In den letzten Ausgaben der ff berichteten wir über die Auswirkungen von Corona auf Gesellschaft, Wirtschaft und Politik
Editorial
Liebe Leserin, lieber Leser,
Aus ff 15 vom Donnerstag, den 09. April 2020
wussten Sie, dass es eine Heilige namens Corona gibt? Sie wird auch Stephana genannt, lebte im ausgehenden 2. oder Ende des 3. Jahrhunderts – je nach Quelle in Antiochien, Damaskus, Alexandria oder Sizilien. Mit 16 Jahren starb sie den Märtyrertod, sie wurde Zeugin einer grausamen Hinrichtung eines römischen Soldaten. Sie hat ihn getröstet, ihm Mut zugesprochen. Daraufhin wurde sie festgenommen, verhört und zwischen zwei niedergedrückte Palmen gebunden. Als sie nach oben schnellten, zerriss ihr Leib.
Corona gilt unter anderem als Patronin des Geldes, der Metzger und Schatzgräber und ja, kein Witz, laut Heiligenlexikon ist sie auch Schutzpatronin gegen Seuchen.
Das Ganze ist bizarr. Aber bizarr und surreal ist ja auch die Situation, in der wir uns zurzeit befinden. Die Coronapandemie beeinträchtigt unser aller Leben, auch das kirchlich-religiöse. Welche Herausforderungen stellt diese Situation für das Christentum dar? In Hunderttausenden von Kirchen weltweit finden in der Karwoche und zu Ostern keine Gottesdienste statt. Viele Priester und Pfarrgemeinden feiern ihre Messfeiern im Netz. Aber reicht das aus als Reaktion auf den Ausnahmezustand? Wäre es nicht die Chance, dass sich endlich eine völlig neue, zeitgemäße Identität des Christentums herausbildet? Viele Fragen zu einer komplexen Welt: Unsere aktuelle Titelgeschichte liefert Antworten und Hintergründe dazu (ab Seite 24).

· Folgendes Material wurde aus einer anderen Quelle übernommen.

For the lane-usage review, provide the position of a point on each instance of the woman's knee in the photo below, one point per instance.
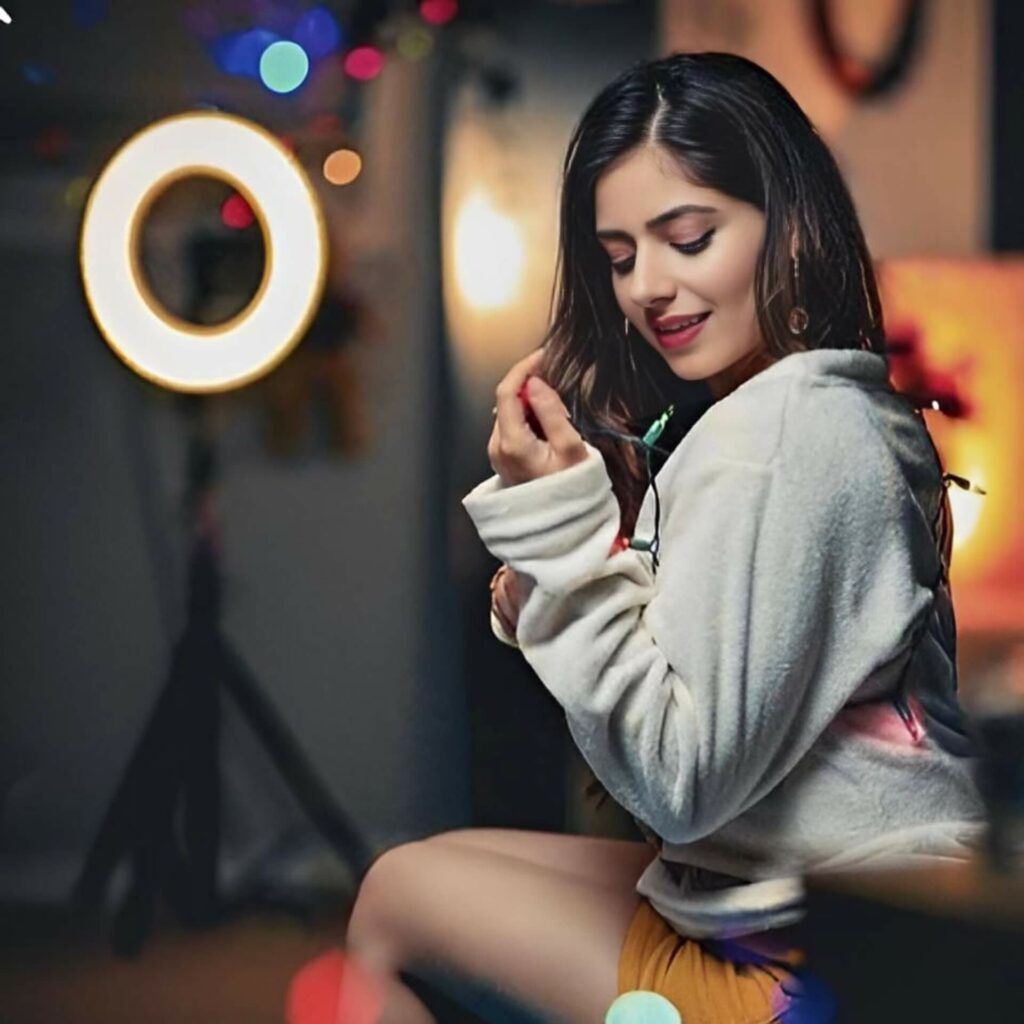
(374, 930)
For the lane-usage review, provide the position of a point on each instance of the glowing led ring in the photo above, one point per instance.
(157, 345)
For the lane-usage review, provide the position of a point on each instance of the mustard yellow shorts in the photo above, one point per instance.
(700, 978)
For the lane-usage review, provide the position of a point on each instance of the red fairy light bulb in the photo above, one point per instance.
(364, 62)
(236, 212)
(438, 11)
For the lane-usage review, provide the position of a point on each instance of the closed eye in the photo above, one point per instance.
(688, 248)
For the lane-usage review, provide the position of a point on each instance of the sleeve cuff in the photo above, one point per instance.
(499, 631)
(557, 528)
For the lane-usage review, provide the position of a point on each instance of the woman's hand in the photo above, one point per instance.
(516, 454)
(507, 597)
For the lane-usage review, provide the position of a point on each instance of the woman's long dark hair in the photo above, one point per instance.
(733, 128)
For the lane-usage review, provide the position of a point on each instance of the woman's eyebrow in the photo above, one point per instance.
(676, 211)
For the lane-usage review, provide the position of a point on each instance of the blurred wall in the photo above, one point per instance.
(916, 160)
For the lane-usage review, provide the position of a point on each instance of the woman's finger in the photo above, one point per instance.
(554, 417)
(505, 615)
(511, 420)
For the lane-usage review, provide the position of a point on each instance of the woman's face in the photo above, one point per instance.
(654, 279)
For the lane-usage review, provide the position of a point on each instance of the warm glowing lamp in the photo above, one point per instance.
(488, 254)
(159, 346)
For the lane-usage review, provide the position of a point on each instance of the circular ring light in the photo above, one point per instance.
(156, 344)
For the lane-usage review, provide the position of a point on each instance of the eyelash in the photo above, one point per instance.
(688, 249)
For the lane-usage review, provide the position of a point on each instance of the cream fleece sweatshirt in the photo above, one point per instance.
(737, 702)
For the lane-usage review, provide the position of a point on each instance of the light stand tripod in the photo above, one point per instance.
(174, 770)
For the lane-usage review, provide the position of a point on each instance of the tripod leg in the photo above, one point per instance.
(313, 797)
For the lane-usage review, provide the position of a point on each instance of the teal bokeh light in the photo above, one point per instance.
(642, 1007)
(284, 67)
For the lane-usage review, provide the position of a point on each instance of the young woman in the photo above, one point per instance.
(754, 644)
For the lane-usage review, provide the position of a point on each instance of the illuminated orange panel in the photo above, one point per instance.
(969, 315)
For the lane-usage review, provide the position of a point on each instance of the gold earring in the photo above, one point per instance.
(799, 317)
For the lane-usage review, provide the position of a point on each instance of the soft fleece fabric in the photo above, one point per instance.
(736, 702)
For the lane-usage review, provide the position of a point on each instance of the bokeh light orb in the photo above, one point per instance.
(415, 44)
(159, 346)
(641, 1007)
(438, 11)
(284, 67)
(342, 167)
(364, 62)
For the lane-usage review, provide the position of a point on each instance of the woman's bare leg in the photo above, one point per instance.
(547, 939)
(590, 858)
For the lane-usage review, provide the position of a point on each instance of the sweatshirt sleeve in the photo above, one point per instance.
(782, 584)
(499, 631)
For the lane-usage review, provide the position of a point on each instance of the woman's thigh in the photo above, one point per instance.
(547, 939)
(590, 858)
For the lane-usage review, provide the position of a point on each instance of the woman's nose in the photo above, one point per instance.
(650, 281)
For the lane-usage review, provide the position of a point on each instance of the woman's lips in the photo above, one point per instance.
(676, 339)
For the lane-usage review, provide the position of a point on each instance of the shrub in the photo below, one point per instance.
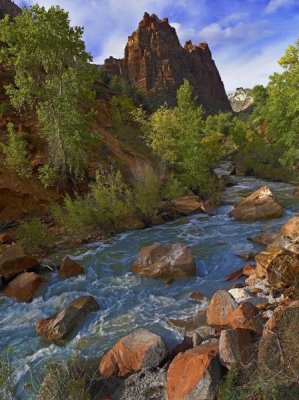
(147, 191)
(5, 109)
(34, 235)
(48, 175)
(7, 379)
(173, 188)
(65, 380)
(15, 152)
(77, 216)
(112, 197)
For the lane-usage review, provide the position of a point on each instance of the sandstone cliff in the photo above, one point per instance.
(9, 7)
(156, 63)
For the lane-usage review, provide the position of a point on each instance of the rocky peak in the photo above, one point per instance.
(156, 63)
(8, 7)
(241, 100)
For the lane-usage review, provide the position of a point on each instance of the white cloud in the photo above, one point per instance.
(274, 5)
(248, 72)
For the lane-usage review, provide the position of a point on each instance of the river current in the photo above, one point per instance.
(128, 301)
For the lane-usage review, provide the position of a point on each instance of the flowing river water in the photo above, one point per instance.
(128, 301)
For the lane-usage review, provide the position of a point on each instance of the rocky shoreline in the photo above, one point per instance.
(220, 338)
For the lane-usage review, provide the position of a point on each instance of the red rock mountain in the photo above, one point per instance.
(8, 7)
(156, 63)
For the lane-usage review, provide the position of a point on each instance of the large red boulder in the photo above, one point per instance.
(61, 325)
(221, 308)
(24, 286)
(159, 260)
(195, 374)
(70, 268)
(279, 266)
(235, 347)
(138, 350)
(259, 205)
(14, 261)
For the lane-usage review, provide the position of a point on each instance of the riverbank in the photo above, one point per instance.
(129, 301)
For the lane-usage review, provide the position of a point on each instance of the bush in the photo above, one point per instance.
(7, 379)
(77, 216)
(66, 380)
(34, 235)
(15, 152)
(173, 188)
(112, 197)
(5, 109)
(48, 175)
(147, 191)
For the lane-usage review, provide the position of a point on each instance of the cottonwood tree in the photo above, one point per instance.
(53, 78)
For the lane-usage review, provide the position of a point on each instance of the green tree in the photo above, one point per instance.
(179, 136)
(282, 114)
(15, 152)
(53, 77)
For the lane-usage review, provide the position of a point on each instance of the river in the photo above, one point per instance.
(128, 301)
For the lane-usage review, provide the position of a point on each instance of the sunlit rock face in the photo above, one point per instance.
(156, 63)
(241, 100)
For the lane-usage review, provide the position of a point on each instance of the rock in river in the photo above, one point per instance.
(61, 325)
(259, 205)
(164, 261)
(140, 349)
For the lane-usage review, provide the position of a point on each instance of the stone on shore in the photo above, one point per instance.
(140, 349)
(195, 374)
(70, 268)
(164, 261)
(14, 261)
(61, 325)
(235, 347)
(24, 286)
(259, 205)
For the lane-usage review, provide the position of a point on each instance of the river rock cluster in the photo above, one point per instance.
(236, 326)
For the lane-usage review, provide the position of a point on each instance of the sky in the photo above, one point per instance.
(246, 37)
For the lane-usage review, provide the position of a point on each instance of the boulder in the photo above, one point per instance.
(235, 347)
(61, 325)
(14, 261)
(70, 268)
(24, 286)
(279, 266)
(224, 312)
(291, 228)
(195, 374)
(249, 270)
(164, 261)
(198, 296)
(140, 349)
(187, 205)
(259, 205)
(220, 309)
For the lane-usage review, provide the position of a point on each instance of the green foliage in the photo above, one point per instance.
(5, 109)
(34, 235)
(282, 109)
(15, 153)
(180, 137)
(48, 175)
(173, 188)
(53, 78)
(147, 191)
(113, 198)
(121, 109)
(77, 216)
(7, 378)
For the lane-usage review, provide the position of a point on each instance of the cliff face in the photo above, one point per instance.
(9, 7)
(241, 100)
(156, 63)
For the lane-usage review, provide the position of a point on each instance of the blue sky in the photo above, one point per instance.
(246, 36)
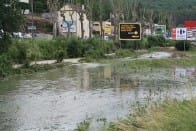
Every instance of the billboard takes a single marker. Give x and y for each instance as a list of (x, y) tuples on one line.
[(159, 29), (24, 1), (72, 26), (181, 33), (129, 31)]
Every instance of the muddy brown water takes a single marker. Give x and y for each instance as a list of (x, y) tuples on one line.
[(59, 99)]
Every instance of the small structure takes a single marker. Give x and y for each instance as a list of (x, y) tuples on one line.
[(70, 22)]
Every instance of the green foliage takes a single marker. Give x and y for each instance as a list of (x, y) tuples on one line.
[(183, 45), (60, 55), (10, 16), (5, 42), (5, 65), (74, 48), (156, 41), (169, 116), (125, 53), (18, 51)]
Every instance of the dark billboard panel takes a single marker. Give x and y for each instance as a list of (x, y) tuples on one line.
[(129, 31)]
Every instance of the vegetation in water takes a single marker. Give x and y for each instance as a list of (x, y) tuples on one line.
[(180, 116)]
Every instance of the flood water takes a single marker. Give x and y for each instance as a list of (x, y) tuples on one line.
[(60, 98)]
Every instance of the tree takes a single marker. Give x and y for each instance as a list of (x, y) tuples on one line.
[(10, 21), (10, 16), (53, 6)]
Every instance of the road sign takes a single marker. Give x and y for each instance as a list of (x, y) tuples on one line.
[(129, 31), (31, 27), (181, 33)]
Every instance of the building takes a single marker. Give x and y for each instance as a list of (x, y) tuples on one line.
[(69, 22)]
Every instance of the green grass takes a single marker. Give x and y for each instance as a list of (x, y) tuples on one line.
[(171, 116)]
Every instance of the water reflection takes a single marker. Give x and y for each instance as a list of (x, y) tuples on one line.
[(61, 98)]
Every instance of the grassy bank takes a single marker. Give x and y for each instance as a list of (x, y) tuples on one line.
[(156, 63), (171, 116), (23, 51)]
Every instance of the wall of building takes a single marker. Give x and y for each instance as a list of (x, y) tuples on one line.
[(75, 30)]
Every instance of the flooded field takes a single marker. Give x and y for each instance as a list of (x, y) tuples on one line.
[(59, 99)]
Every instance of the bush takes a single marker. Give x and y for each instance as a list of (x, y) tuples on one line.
[(125, 53), (74, 48), (156, 41), (5, 43), (60, 55), (18, 52), (182, 45)]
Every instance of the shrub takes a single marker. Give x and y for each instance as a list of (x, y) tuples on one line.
[(156, 41), (74, 48), (182, 45), (18, 51), (60, 55), (5, 43), (125, 53)]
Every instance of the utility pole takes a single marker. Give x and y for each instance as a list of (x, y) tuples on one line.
[(32, 19)]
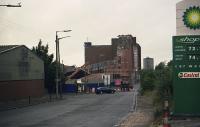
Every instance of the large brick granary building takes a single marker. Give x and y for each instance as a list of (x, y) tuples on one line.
[(121, 60)]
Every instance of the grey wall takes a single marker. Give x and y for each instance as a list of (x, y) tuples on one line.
[(20, 64)]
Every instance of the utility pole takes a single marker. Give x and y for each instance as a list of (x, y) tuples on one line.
[(58, 66), (11, 5)]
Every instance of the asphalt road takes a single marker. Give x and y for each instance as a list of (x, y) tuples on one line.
[(85, 110)]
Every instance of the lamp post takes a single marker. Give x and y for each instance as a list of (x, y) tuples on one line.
[(58, 60)]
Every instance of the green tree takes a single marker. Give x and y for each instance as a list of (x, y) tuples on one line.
[(49, 64)]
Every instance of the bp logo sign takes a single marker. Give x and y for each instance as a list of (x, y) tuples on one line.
[(191, 17)]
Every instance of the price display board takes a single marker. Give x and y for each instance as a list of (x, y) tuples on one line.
[(186, 75)]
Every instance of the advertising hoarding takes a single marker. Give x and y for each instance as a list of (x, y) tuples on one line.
[(186, 74)]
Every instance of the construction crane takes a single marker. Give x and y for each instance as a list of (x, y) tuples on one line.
[(10, 5)]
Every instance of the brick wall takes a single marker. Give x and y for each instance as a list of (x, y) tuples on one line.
[(11, 90)]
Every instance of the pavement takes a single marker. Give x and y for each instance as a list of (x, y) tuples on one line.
[(82, 110), (188, 122), (142, 115)]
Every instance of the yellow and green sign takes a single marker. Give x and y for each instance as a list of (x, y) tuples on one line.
[(191, 17), (186, 74)]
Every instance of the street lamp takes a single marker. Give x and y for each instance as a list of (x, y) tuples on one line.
[(58, 61)]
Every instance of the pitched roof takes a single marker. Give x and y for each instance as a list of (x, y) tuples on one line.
[(6, 48)]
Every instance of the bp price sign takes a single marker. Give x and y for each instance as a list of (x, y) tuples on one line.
[(186, 74)]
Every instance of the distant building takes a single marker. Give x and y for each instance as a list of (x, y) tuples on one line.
[(121, 60), (21, 73), (148, 63)]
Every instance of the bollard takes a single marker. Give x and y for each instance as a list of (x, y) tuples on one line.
[(29, 99)]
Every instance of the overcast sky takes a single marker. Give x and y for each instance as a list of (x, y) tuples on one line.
[(153, 22)]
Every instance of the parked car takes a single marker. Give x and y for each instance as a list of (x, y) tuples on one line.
[(101, 90)]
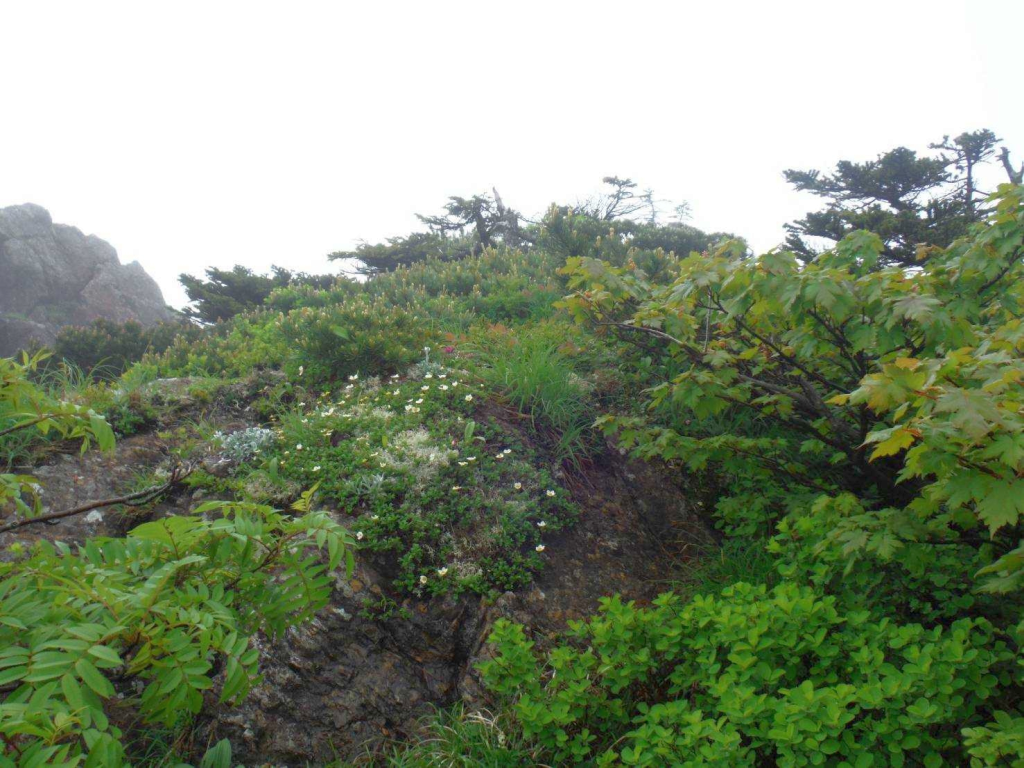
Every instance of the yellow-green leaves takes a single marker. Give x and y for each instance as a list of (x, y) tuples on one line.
[(160, 606)]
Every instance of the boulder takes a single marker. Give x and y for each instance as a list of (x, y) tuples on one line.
[(52, 275)]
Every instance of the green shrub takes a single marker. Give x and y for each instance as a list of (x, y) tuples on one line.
[(751, 677), (443, 503), (536, 378), (360, 336), (168, 605), (105, 349)]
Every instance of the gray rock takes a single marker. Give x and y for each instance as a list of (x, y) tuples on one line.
[(53, 275)]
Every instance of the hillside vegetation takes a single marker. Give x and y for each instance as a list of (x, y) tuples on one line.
[(850, 421)]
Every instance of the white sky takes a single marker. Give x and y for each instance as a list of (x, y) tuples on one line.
[(192, 134)]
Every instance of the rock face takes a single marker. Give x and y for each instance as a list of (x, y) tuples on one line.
[(53, 275)]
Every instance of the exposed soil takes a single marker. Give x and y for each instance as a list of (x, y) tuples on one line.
[(354, 678)]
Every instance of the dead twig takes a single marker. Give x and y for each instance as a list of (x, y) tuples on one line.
[(144, 496)]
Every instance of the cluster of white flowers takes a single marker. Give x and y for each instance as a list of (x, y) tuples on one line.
[(245, 443)]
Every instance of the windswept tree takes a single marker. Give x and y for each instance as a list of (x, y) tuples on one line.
[(375, 258), (908, 200), (467, 227), (485, 217), (224, 293)]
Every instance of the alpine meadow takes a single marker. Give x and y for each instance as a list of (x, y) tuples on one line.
[(592, 487)]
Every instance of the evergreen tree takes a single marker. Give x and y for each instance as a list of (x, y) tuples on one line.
[(906, 199), (225, 293)]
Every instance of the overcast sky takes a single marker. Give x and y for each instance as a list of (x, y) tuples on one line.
[(192, 134)]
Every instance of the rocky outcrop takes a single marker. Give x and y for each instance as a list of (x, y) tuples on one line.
[(53, 275)]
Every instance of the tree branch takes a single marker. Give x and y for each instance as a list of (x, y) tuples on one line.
[(139, 497)]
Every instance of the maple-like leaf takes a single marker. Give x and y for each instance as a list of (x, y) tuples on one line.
[(1003, 505)]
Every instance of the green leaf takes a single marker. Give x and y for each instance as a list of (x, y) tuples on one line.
[(1003, 505), (93, 678)]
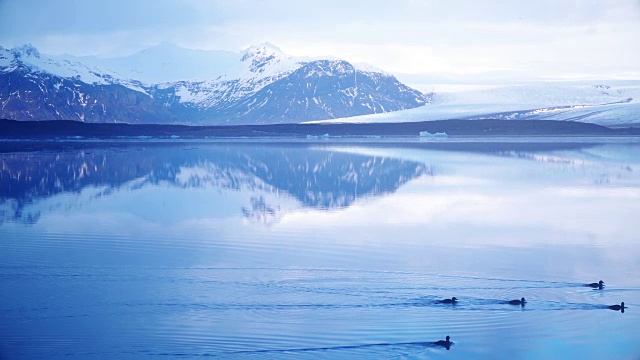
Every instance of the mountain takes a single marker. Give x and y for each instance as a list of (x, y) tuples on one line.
[(169, 84)]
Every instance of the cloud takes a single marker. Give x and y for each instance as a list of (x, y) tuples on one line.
[(541, 38)]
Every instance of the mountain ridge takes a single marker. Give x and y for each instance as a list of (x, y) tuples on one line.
[(35, 86)]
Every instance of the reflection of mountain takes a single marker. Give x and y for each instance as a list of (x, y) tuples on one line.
[(317, 178)]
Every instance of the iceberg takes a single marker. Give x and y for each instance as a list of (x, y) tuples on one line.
[(428, 135), (324, 137)]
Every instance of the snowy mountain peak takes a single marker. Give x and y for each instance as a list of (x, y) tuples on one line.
[(266, 48), (26, 50)]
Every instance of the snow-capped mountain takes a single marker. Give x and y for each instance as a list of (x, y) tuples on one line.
[(169, 84)]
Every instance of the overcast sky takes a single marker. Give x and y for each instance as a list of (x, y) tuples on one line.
[(453, 38)]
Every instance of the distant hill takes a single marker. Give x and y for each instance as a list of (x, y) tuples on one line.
[(10, 129)]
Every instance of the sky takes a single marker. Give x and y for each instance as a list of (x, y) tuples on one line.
[(454, 39)]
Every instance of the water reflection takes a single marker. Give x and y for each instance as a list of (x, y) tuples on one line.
[(317, 178), (159, 251)]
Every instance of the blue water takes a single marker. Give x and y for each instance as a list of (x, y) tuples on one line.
[(320, 250)]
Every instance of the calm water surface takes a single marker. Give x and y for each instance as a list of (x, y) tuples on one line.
[(319, 250)]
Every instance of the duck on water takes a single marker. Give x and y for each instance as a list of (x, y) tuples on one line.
[(444, 343), (620, 307), (598, 285), (453, 300), (520, 302)]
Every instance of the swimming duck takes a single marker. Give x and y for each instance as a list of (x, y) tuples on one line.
[(453, 300), (445, 343), (518, 302), (617, 307), (597, 285)]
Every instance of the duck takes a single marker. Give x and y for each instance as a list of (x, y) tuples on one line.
[(597, 285), (617, 307), (453, 300), (445, 343), (518, 302)]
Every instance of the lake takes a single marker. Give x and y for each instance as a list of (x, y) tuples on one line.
[(319, 249)]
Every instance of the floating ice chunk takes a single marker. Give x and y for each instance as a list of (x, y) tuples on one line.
[(426, 134), (324, 137)]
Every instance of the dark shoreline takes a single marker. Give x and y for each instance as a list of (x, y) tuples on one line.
[(10, 129)]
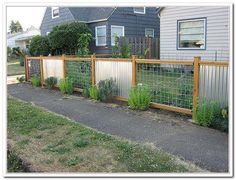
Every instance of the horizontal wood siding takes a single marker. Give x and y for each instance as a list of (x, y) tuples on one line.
[(48, 23), (217, 32)]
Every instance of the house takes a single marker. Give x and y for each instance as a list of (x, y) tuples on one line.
[(187, 31), (22, 39), (105, 23)]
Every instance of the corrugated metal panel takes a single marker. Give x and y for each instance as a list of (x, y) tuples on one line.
[(121, 72), (53, 68), (214, 84)]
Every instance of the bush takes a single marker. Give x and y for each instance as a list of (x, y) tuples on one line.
[(94, 92), (107, 88), (66, 86), (139, 97), (35, 80), (21, 79), (50, 82), (64, 38), (39, 46), (210, 114)]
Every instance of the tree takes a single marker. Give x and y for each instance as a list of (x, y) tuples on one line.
[(15, 27), (39, 45), (64, 38)]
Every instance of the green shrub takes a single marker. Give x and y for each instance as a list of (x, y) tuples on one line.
[(107, 89), (50, 82), (139, 97), (94, 92), (39, 45), (66, 86), (35, 80), (85, 93), (21, 79), (210, 114), (64, 38)]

Die moderne häusliche Isolierung ist schlimm, keine Frage. Sie ist jedoch nicht zu vergleichen mit der Quarantäne früherer Jahrhunderte. Damals gab es weder Netflix noch Lieferservice. Wie stark Seuchen wie Pest oder Cholera die Weltgeschichte beeinflusst haben, weiß Elisabeth Dietrich-Daum. Im Interview ab Seite 40 erklärt die Innsbrucker Medizinhistorikerin, warum die Coronapandemie „ein Stresstest für die Gesellschaft und jeden Einzelnen“ ist. Politisch, sagt sie, „ist die Pandemie brandgefährlich“.
In den Zeiten von Ausgangssperren und Kontaktverbot vermissen viele von uns am meisten ihre Angehörigen, ihre Freunde, ja, vielleicht auch die Arbeitskollegen. Die Sehnsucht nach Gesprächen – ohne das Thema Coronavirus – ist groß. Wenn Sie uns Ihre Geschichte erzählen möchten, wen Sie vermissen, schreiben Sie uns einen Brief an alexandra.aschbacher@ff-bz.com oder georg.mair@ff-bz.com. Die bewegendsten Geschichten veröffentlichen wir.
Übrigens, Coronas Namenstag ist am 14. Mai. Wollen wir hoffen, dass sich bis dahin die gleichnamige Pandemie abschwächt. Und: Die Anrufung dieser Heiligen ersetzt freilich nicht Händewaschen und Kontaktvermeidung.
Wir wünschen Ihnen eine anregende ff-Lektüre
In eigener Sache: Weil der ff-Verlag in Zeiten von Corona darauf achtet, dass sich so wenige Menschen wie möglich in der Redaktion aufhalten, ist in dieser Zeit auch unsere Korrektorenstelle vakant. Wir bitten Sie um Nachsicht, wenn sich der eine oder andere Fehler zu viel eingeschlichen hat.